Vom Rheinland ins Ländle: Bedrohte Tierart verlässt den Kölner Zoo

Köln/Stuttgart - Traurige Nachricht für alle Kölner Zoo-Fans. Der Bestand ist etwas kleiner geworden. Der Grund: Die beiden Netzgiraffen-Weibchen Nyiri (21) und Sala (4) sind aus dem Rheinland in die Stuttgarter Wilhelma gezogen.

Seit Anfang der Woche durchstreifen die neuen Netzgiraffen-Kühe Nyiri (rechts) und Sala gemeinsam die Außenanlage der Wilhelma in Stuttgart.
Seit Anfang der Woche durchstreifen die neuen Netzgiraffen-Kühe Nyiri (rechts) und Sala gemeinsam die Außenanlage der Wilhelma in Stuttgart.  © Wilhelma Stuttgart

Wie der Zoo in Baden-Württemberg am Donnerstag mitteilte, sind die beiden vergangene Woche in der Ruhe des leeren zoologisch-botanischen Gartens gut angekommen.

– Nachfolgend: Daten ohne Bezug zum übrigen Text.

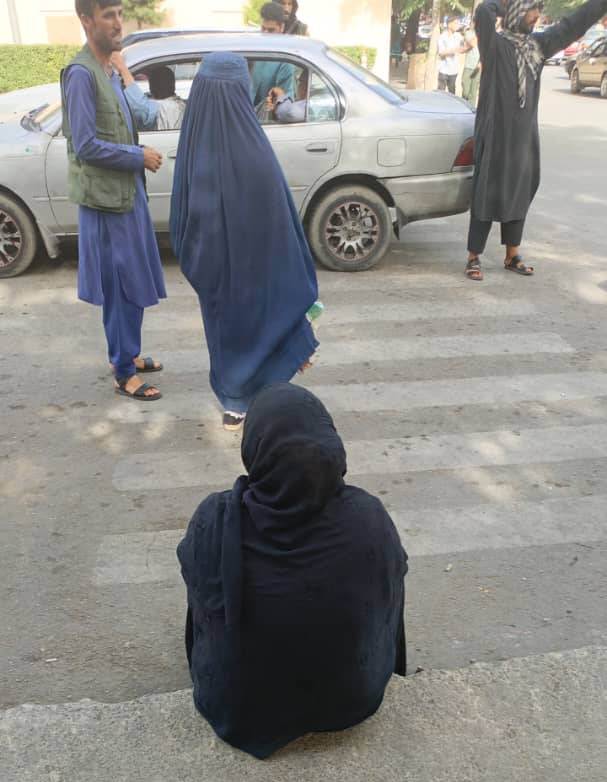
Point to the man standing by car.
(471, 75)
(119, 264)
(449, 49)
(506, 137)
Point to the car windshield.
(42, 117)
(374, 83)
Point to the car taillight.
(465, 156)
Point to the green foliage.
(144, 12)
(556, 9)
(27, 66)
(251, 12)
(356, 53)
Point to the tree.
(556, 9)
(252, 12)
(144, 12)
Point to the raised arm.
(145, 110)
(572, 27)
(81, 109)
(484, 24)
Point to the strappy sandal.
(516, 264)
(473, 270)
(149, 365)
(139, 394)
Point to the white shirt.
(449, 65)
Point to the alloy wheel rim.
(11, 239)
(352, 231)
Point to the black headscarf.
(295, 585)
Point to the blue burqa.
(239, 239)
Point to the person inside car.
(266, 74)
(162, 109)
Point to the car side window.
(322, 106)
(160, 104)
(284, 92)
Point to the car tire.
(18, 238)
(350, 229)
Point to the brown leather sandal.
(473, 270)
(517, 265)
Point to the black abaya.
(507, 146)
(295, 586)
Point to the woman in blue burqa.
(295, 585)
(239, 240)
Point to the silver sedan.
(364, 161)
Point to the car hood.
(16, 141)
(435, 102)
(13, 105)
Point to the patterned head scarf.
(527, 49)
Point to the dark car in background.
(590, 68)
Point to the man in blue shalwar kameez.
(119, 264)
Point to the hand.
(118, 62)
(275, 94)
(152, 160)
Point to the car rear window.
(379, 87)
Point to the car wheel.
(18, 239)
(350, 229)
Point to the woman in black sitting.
(295, 584)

Auch der Kontakt mit den beiden "schwäbischen" Artgenossen – dem fast 21-jährigen Hanck und seine acht Jahre alte Tochter Anna – sei mittlerweile stabil.

"Diese zeigten sich auf ihrem heimischen Terrain unerschrocken und bewiesen Interesse an den neuen Mitbewohnerinnen", heißt es in einer Mitteilung des Tierparks.

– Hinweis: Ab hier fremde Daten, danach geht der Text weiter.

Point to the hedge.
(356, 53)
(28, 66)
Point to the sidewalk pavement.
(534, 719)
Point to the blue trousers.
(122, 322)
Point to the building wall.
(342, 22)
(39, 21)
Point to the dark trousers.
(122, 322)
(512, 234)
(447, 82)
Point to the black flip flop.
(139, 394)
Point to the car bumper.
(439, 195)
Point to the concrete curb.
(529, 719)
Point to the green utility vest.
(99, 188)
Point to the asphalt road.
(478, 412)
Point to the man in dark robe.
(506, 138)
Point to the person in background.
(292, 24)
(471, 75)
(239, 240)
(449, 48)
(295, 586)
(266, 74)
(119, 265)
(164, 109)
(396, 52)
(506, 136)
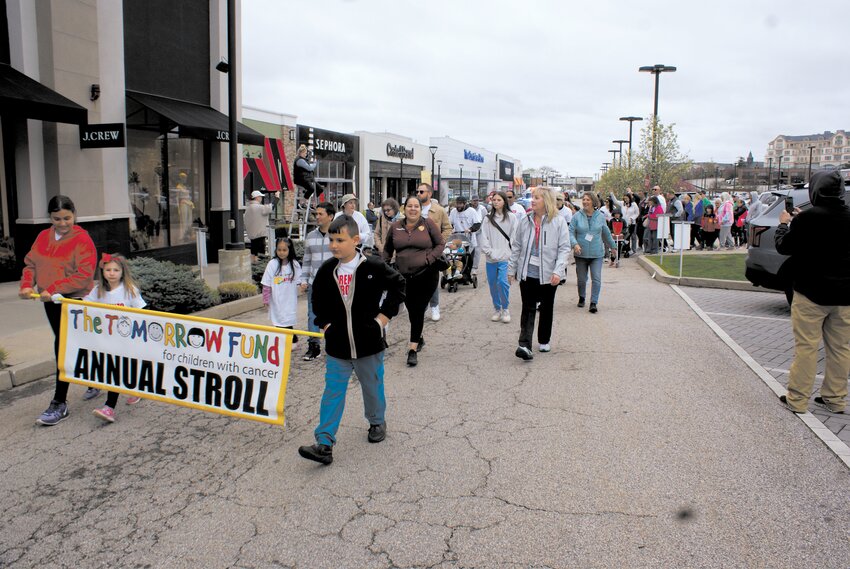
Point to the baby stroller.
(458, 253)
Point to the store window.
(332, 175)
(166, 187)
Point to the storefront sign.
(474, 156)
(506, 170)
(327, 144)
(106, 135)
(399, 151)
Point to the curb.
(836, 445)
(17, 375)
(661, 276)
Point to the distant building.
(829, 149)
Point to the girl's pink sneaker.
(106, 413)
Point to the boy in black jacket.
(353, 318)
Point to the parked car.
(765, 267)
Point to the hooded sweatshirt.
(64, 266)
(817, 242)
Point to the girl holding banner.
(114, 285)
(62, 261)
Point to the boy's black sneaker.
(377, 433)
(313, 352)
(824, 405)
(524, 353)
(319, 453)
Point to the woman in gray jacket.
(538, 261)
(494, 239)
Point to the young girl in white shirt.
(113, 285)
(280, 288)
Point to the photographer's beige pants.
(811, 323)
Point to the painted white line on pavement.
(748, 316)
(836, 445)
(786, 372)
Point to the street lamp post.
(631, 123)
(656, 70)
(433, 150)
(811, 150)
(769, 171)
(621, 143)
(439, 177)
(235, 222)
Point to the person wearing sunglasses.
(389, 213)
(436, 213)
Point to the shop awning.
(24, 97)
(194, 120)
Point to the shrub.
(171, 288)
(236, 290)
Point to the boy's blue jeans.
(595, 266)
(370, 373)
(497, 278)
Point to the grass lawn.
(726, 267)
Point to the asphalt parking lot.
(760, 323)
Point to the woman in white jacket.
(494, 240)
(539, 262)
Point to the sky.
(546, 81)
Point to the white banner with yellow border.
(231, 368)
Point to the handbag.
(502, 231)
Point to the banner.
(225, 367)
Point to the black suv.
(764, 266)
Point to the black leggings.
(54, 316)
(533, 292)
(418, 291)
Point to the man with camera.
(816, 240)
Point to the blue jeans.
(595, 266)
(370, 374)
(310, 317)
(497, 278)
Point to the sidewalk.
(613, 450)
(28, 340)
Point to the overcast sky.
(546, 81)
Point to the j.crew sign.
(106, 135)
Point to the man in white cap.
(257, 222)
(348, 206)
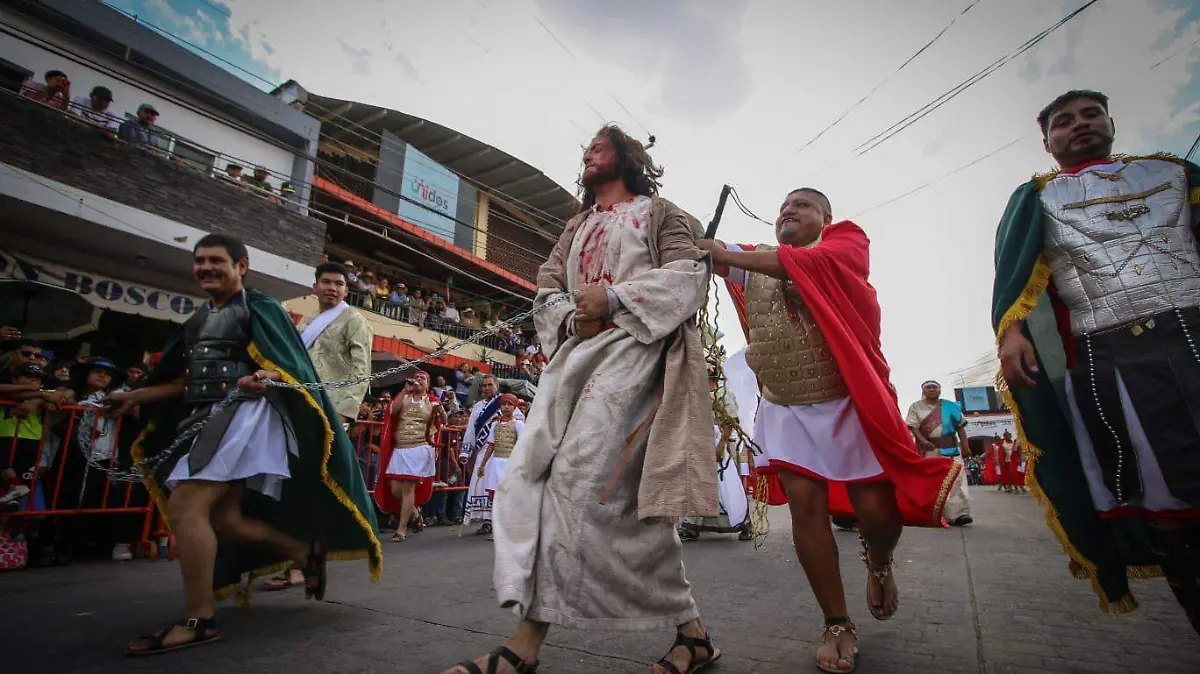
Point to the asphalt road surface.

Zwar sei der Bulle zunächst noch im Vorgehege von den Neuankömmlingen getrennt. "Doch Nyiri und Sala suchen immer wieder seine Nähe", heißt es vonseiten der Wilhelma. Mittlerweile ist das Quartett auch auf der Außenanlage zu beobachten.

Der Kölner Zoo hatte die Tiere abgegeben, weil das Giraffenhaus in naher Zukunft umgebaut werden soll. Da der Tierpark zurzeit ohnehin geschlossen ist, bietet sich die Renovierung auf jeden Fall an.

Weltweit nur noch weniger als 4700 Exemplare

Sofort nach ihrer Ankunft nahm Nyiri (rechts) Kontakt zu den Wilhelma-Giraffen Anna (links) und Hanck auf.
Sofort nach ihrer Ankunft nahm Nyiri (rechts) Kontakt zu den Wilhelma-Giraffen Anna (links) und Hanck auf.  © Wilhelma Stuttgart

Dass Tiere von einem Zoo in einen anderen ziehen, ist nichts Besonderes. Doch angesichts ihrer Größe ist der Transport von Giraffen durchaus spektakulär.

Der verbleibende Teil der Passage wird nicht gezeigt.